According to Smith, last fall was a challenging time for recruitment, but since early spring, turnover has decreased.

“We gave our normal cost-of- living raises last April, came back six months later and did another 3% nearly across the board and still came back and did our regular cost of living this year in April,” Smith said.

The three driver pay bumps in one year has delivered concrete results for Valley Proteins, he said. “We have started to see where we had drivers that had left and gone to work for others over pay start to come back.”

An additional benefit is the restructured unloading process Valley Proteins has implemented for drivers running loads between suppliers and the plant.

In a push to increase time on the road, non-CDL workers have been allocated to unload trailers when they come into the yard so drivers do not have to do that work themselves.

“As we have gone to load pay, we have instituted where very few drivers now unload their loads,” Smith said. “We have those that are non-CDL driving the trucks on the lot and unloading them to try to get the drivers that are holding down CDLs on the road as much as possible.”

Valley Proteins also has been utilizing new back-office technology to better handle pay for outside carriers as well as better load pay for internal drivers.

“We have had to do everything we can to increase driver’s pay and keep their productivity up along with it,” Smith said.

The company is looking for new ways to increase productivity while using the latest technology available to the industry.

“We are working toward trailer tracking,” Smith said. “We are doing whatever we can to increase productivity on our trailers, making sure they don’t sit for three weeks not getting used.”

The company’s back office uses two different dispatch systems for tracking loads.

“We have the highway side that picks up from the large-volume suppliers, and the other half of our business, what we call the route side, pick up barrels from 20 or 30 suppliers,” said Chad Cleck, transportation project manager.

For the drop-and-hook truckload operation, the company uses McLeod dispatch software, and for route pickups, Roadnet.

Valley Proteins also is testing onboard video. The company decided to look into in-cab cameras after experiencing truck spills in North Carolina. The fleet is testing systems from Netradyne and Lytx at two locations in the state. The cameras will offer a twofold benefit.

“We want to see the root cause of our spills, and also it gives us the capability of coaching,” Cleck said.

Valley Proteins has been using electronic driver logs for many years, but the company now is in the process of updating its onboard technology to meet the full requirements of the federal electronic logging device mandate. While that regulation took effect in late 2017, it included a two-year grandfather period for older e-log systems classified as automatic on-board recording devices, but that exemption is set to expire in December.

Cleck is overseeing Valley Proteins’ latest technology push.

“It seems to be an easier jump to get [drivers] trained on the ELD systems because they are closer to smartphone technology than the previous systems have been,” he said.

In the mid-1990s, the company equipped its trucks with logging systems from Cadec and is now on the third generation of the product, but it is switching over to Omnitracs onboard equipment.
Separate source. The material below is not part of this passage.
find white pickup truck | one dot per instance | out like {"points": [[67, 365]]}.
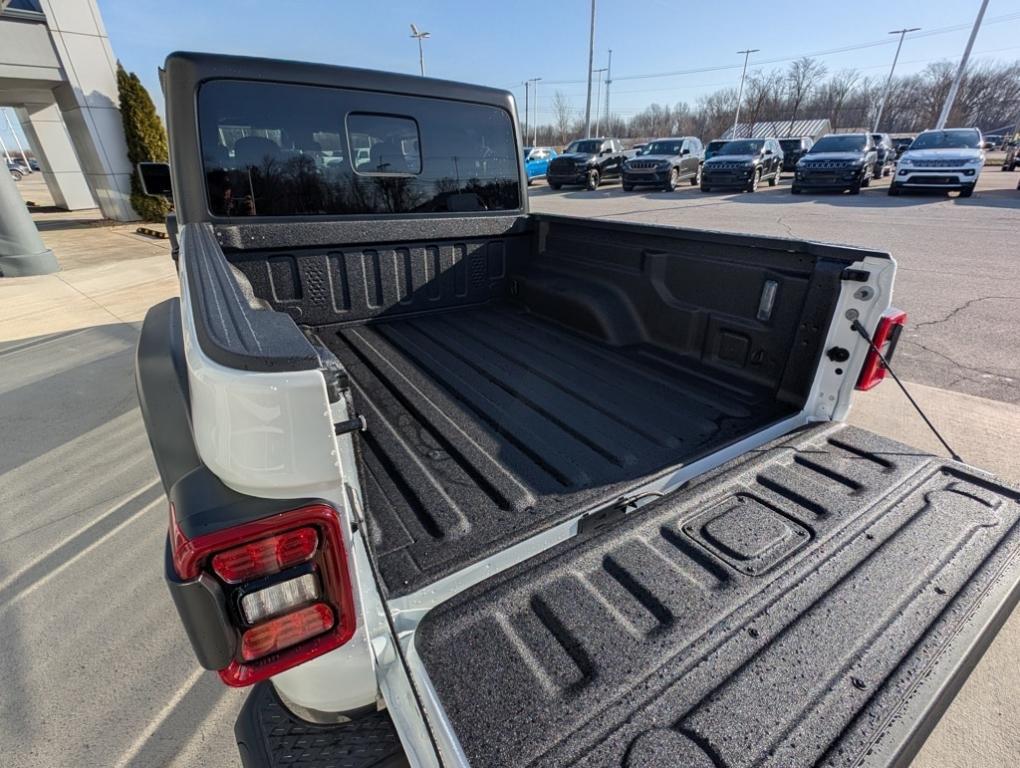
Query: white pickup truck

The company is installing Samsung tablets in all of its vehicles and plans to be ELD-compliant by mid-November, giving Cleck a month to work out any bugs or issues that might arise.

The biggest threat to Valley Proteins’ future is the consolidation of meat-packing facilities that become capable of internal rendering of their byproducts.

“We can’t do anything to create the volume of our business, meaning we have to rely on suppliers to grow their business,” Smith said.

That makes it difficult to control where and when the company will grow, but Valley Proteins’ private fleet gives the company more control over its own operations.

“It is very strategic for us to have our own truck fleet,” Smith said. “It allows us to control our business and supply.”